Electrical stimulation of neural tissue, such as deep brain stimulation (DBS) and cortical stimulation, is widely applied therapeutic neuromodulation techniques for neurologic disorders. Penetrating electrodes (e.g., microwires and silicon probes) for DBS provide high spatial resolution, but are invasive, displacing neural tissue, producing acute insertion trauma, and potentially eliciting a foreign-body response. Surface electrodes, while less invasive, cannot generate a highly-localized electrical field. Motivated by these limitations, the goal of this proposal is to develop minimally-invasive and yet highly-localized neuronal stimulation using ultrasound. Focused acoustic beams with high energy are traditionally used for cellular ablation. Here, we propose to use low acoustic energy to avoid any ablation or lesion, exploiting the unprecedented features of Self-Focusing Acoustic Transducers (SFATs) that can focus 2 - 20 MHz sound waves at a sub-mm-sized area with electrically tunable focal length and force direction. We will conduct intracellular and extracellular experiments to determine the value and underlying mechanisms of neuromodulation effects induced by SFAT-based ultrasonic stimulation.

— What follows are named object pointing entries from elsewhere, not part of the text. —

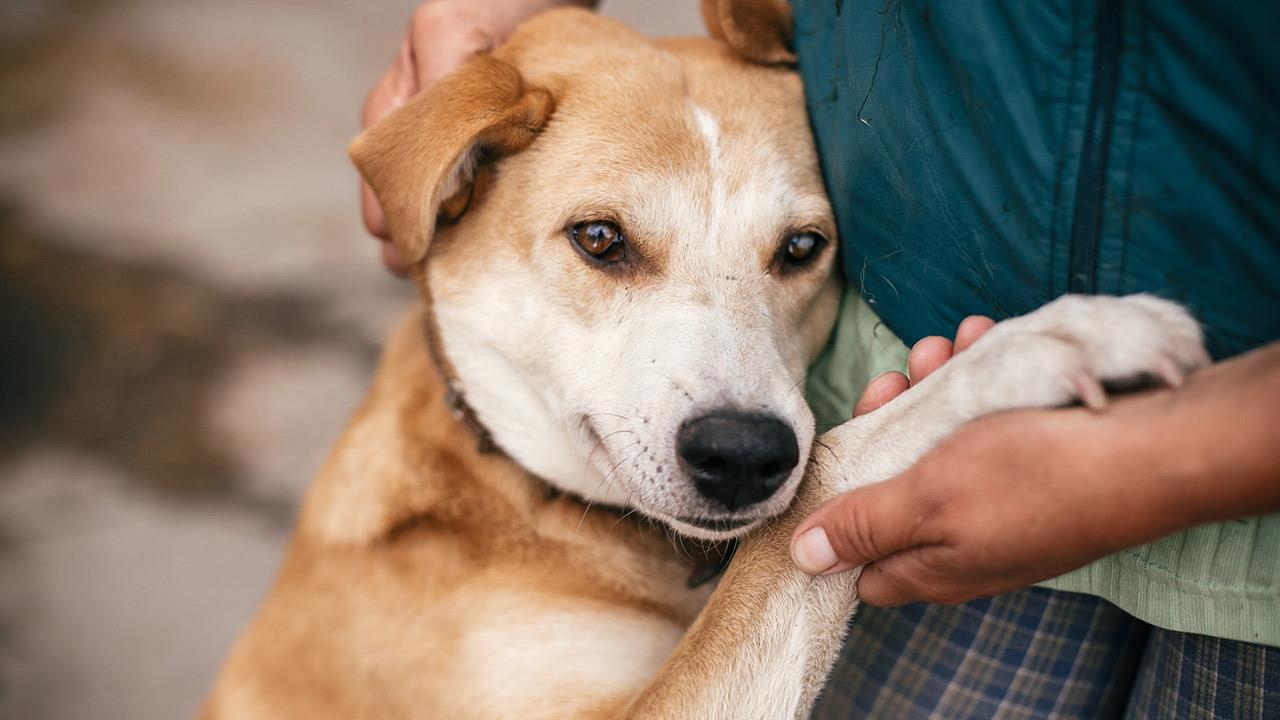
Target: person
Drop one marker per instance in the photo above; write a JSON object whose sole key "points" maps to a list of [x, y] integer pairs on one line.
{"points": [[983, 159]]}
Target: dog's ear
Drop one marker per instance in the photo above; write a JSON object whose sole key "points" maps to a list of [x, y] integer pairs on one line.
{"points": [[759, 31], [421, 159]]}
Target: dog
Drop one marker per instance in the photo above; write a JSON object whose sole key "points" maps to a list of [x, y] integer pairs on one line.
{"points": [[626, 260]]}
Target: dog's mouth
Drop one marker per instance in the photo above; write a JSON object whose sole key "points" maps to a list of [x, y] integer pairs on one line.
{"points": [[717, 524]]}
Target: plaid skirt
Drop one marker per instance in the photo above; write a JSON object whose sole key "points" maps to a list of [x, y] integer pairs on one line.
{"points": [[1042, 654]]}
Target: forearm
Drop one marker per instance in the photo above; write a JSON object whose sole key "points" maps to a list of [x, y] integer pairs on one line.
{"points": [[1207, 451]]}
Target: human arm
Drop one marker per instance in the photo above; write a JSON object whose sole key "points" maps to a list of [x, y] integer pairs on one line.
{"points": [[1024, 496]]}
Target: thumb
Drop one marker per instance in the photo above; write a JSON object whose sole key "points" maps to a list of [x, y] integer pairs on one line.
{"points": [[856, 528]]}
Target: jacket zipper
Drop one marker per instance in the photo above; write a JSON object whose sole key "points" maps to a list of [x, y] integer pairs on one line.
{"points": [[1091, 177]]}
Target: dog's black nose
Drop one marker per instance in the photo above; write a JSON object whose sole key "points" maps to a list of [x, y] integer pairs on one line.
{"points": [[737, 459]]}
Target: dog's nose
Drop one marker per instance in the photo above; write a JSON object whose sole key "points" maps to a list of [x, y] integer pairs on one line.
{"points": [[737, 459]]}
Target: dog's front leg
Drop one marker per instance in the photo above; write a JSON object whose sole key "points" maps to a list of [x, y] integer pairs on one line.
{"points": [[764, 643]]}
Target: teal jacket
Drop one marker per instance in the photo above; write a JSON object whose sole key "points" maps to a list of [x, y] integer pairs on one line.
{"points": [[987, 156]]}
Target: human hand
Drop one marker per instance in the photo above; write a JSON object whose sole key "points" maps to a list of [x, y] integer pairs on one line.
{"points": [[987, 511], [1024, 496], [439, 37]]}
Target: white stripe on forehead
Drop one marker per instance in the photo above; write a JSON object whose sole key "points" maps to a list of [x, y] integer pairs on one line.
{"points": [[709, 128], [711, 131]]}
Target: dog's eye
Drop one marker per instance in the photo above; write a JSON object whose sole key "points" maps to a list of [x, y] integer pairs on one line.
{"points": [[599, 240], [801, 247]]}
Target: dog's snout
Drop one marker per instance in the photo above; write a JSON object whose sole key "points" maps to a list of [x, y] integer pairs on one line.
{"points": [[737, 459]]}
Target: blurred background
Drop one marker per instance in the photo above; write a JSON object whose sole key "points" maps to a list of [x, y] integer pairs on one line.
{"points": [[188, 310]]}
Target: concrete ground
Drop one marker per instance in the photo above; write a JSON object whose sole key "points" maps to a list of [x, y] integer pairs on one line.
{"points": [[188, 310]]}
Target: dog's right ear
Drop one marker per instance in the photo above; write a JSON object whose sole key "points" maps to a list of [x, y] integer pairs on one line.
{"points": [[759, 31], [421, 159]]}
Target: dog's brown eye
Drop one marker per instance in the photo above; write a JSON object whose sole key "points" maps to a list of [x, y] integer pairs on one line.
{"points": [[600, 240], [803, 246]]}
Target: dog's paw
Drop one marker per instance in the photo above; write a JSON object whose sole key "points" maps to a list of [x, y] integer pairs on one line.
{"points": [[1074, 347]]}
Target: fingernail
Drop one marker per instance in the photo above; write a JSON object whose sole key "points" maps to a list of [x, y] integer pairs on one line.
{"points": [[813, 552]]}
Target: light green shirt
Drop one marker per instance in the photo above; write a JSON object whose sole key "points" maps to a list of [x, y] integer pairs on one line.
{"points": [[1220, 579]]}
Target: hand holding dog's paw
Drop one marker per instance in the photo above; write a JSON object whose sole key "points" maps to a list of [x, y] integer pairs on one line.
{"points": [[1019, 497], [1070, 349]]}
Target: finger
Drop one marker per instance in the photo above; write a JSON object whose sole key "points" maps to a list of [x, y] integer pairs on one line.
{"points": [[882, 388], [926, 356], [970, 329], [856, 528], [888, 583], [442, 39]]}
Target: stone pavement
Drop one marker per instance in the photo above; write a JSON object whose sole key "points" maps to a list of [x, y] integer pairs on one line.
{"points": [[188, 310]]}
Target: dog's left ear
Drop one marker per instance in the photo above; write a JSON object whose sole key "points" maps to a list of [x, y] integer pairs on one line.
{"points": [[421, 159], [757, 30]]}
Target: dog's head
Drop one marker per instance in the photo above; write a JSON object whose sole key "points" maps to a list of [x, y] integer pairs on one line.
{"points": [[629, 253]]}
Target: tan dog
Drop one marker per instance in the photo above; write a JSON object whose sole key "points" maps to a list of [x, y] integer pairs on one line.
{"points": [[630, 269]]}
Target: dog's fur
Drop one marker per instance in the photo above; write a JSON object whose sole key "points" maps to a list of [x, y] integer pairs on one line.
{"points": [[432, 579]]}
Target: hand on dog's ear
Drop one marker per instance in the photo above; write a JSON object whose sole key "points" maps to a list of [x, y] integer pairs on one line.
{"points": [[421, 159], [759, 31]]}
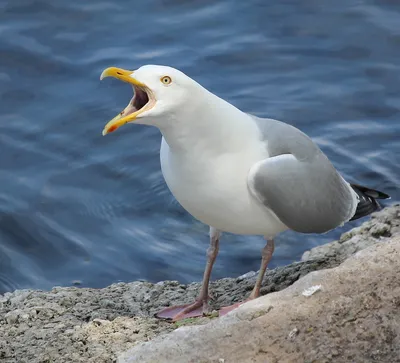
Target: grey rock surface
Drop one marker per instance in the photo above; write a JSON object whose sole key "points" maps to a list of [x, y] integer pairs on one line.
{"points": [[95, 325], [354, 317]]}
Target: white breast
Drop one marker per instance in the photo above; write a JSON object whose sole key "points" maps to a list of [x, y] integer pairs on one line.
{"points": [[214, 190]]}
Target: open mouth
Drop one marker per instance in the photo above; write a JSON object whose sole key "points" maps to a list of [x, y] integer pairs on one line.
{"points": [[142, 100]]}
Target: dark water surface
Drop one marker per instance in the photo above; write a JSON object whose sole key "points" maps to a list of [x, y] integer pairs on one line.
{"points": [[76, 207]]}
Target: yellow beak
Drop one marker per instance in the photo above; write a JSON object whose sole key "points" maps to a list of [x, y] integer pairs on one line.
{"points": [[120, 119]]}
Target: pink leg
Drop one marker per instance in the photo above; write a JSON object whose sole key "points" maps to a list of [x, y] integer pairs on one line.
{"points": [[200, 306], [266, 254]]}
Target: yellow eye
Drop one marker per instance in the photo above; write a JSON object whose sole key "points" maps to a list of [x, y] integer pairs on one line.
{"points": [[166, 80]]}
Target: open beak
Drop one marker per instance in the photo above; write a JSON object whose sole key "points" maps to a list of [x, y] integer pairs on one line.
{"points": [[143, 99]]}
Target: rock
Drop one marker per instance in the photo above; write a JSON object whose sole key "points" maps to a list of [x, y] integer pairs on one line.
{"points": [[95, 325], [362, 292]]}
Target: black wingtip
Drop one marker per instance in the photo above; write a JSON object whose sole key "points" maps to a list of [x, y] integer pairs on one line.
{"points": [[376, 194], [367, 203]]}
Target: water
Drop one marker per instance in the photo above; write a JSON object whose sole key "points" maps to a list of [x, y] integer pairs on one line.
{"points": [[79, 208]]}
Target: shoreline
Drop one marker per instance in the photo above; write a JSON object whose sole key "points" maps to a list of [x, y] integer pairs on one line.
{"points": [[72, 324]]}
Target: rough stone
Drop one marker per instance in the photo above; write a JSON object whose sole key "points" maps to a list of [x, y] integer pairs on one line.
{"points": [[95, 325]]}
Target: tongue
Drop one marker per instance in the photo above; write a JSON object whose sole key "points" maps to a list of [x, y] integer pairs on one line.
{"points": [[128, 109]]}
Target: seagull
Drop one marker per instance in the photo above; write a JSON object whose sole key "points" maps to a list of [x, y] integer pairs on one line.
{"points": [[236, 172]]}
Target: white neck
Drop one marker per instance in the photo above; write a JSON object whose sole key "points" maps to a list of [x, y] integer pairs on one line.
{"points": [[212, 125]]}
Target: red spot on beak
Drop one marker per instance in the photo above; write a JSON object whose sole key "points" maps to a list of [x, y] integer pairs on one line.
{"points": [[112, 129]]}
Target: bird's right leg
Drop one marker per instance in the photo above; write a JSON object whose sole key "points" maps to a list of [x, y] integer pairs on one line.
{"points": [[200, 306]]}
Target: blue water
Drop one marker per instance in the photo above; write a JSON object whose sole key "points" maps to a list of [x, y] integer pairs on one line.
{"points": [[79, 208]]}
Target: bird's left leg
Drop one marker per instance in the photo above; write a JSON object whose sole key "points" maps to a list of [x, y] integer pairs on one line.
{"points": [[266, 254], [200, 306]]}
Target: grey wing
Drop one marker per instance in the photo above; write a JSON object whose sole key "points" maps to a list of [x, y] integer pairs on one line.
{"points": [[300, 185]]}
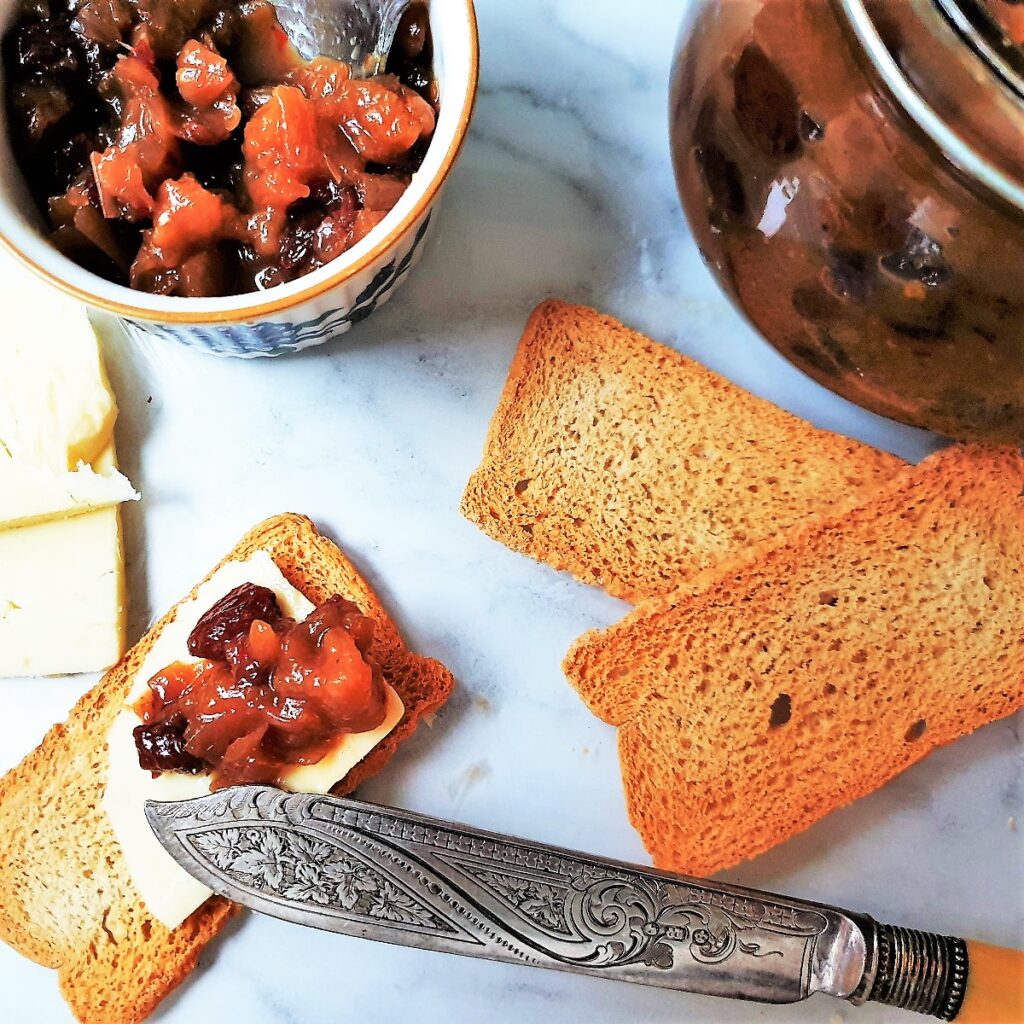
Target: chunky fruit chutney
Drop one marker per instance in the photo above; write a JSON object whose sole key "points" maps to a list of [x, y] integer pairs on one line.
{"points": [[183, 147], [268, 693]]}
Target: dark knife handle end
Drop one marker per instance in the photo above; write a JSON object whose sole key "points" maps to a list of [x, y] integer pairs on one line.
{"points": [[916, 971]]}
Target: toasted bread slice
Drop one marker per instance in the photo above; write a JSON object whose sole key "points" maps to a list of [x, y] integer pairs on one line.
{"points": [[636, 469], [821, 669], [66, 897]]}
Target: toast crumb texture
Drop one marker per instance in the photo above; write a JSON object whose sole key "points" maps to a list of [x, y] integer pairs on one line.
{"points": [[821, 669], [636, 469], [66, 898]]}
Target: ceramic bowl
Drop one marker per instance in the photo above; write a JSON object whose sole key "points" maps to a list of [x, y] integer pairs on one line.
{"points": [[306, 311]]}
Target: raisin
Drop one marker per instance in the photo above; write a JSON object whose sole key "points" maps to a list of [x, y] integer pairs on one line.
{"points": [[161, 748], [47, 48], [810, 130], [230, 619], [851, 273], [767, 108], [921, 260]]}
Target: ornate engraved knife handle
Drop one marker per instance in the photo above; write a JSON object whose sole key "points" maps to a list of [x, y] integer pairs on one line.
{"points": [[915, 971], [402, 878]]}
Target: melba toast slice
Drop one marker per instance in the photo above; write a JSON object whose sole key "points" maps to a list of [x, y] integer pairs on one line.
{"points": [[820, 670], [67, 899], [637, 469]]}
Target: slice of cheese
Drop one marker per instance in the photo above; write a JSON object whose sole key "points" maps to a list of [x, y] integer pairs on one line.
{"points": [[61, 600], [56, 409], [31, 494], [62, 593], [170, 893]]}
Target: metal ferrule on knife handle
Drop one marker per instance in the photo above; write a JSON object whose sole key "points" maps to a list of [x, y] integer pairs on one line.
{"points": [[401, 878], [916, 971]]}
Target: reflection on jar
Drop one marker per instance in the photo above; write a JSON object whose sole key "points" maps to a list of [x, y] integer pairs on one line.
{"points": [[839, 227]]}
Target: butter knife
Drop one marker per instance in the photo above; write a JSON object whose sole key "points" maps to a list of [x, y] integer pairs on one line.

The aims of this project are (1) to determine the optimal SFAT designs and fabricate SFATs with novel properties for the proposed intracellular and extracellular experiments and (2) to characterize the neuromodulatory function evoked by SFAT-based ultrasound stimulation in normal brain slices and test its neuromodulatory effect in epileptic brain slices. Using patch clamp and extracellular recording methods, we will monitor ionic flux and local field potentials, respectively, while varying the acoustic stimulation frequency, intensity, pulse width, pulse shape and pulse repetition frequency as well as the focal spot(s), focal size and force direction. The safety of acoustic stimulation will be assessed by histology. This project will provide insights into biologic mechanisms of ultrasonic neural stimulation, and if successful, could be a critical step toward the development of a minimally invasive alternative to neuromodulation by electrical stimulation in the treatment of neurologic disorders such as epilepsy.
We propose to develop a means of using ultrasound to modify the activity of neuronal tissue with the goal of determining its potential application for treating neurologic diseases such as epilepsy. Using a high frequency, novel self-focusing acoustic transducer (SFAT) to focus ultrasound stimulation at the cellular level, we will identify underlying mechanisms of the high-frequency focused ultrasound on reversible neuromodulation of healthy and epileptic brain tissues. If successful in inhibiting epileptic activity in neural tissue in vitro, this research could be the first step toward developing SFAT-based ultrasound stimulation techniques for the unprecedented delivery of stimulation to highly specific, narrowly focused neural populations for therapeutic applications and closed-loop brain-machine interfaces.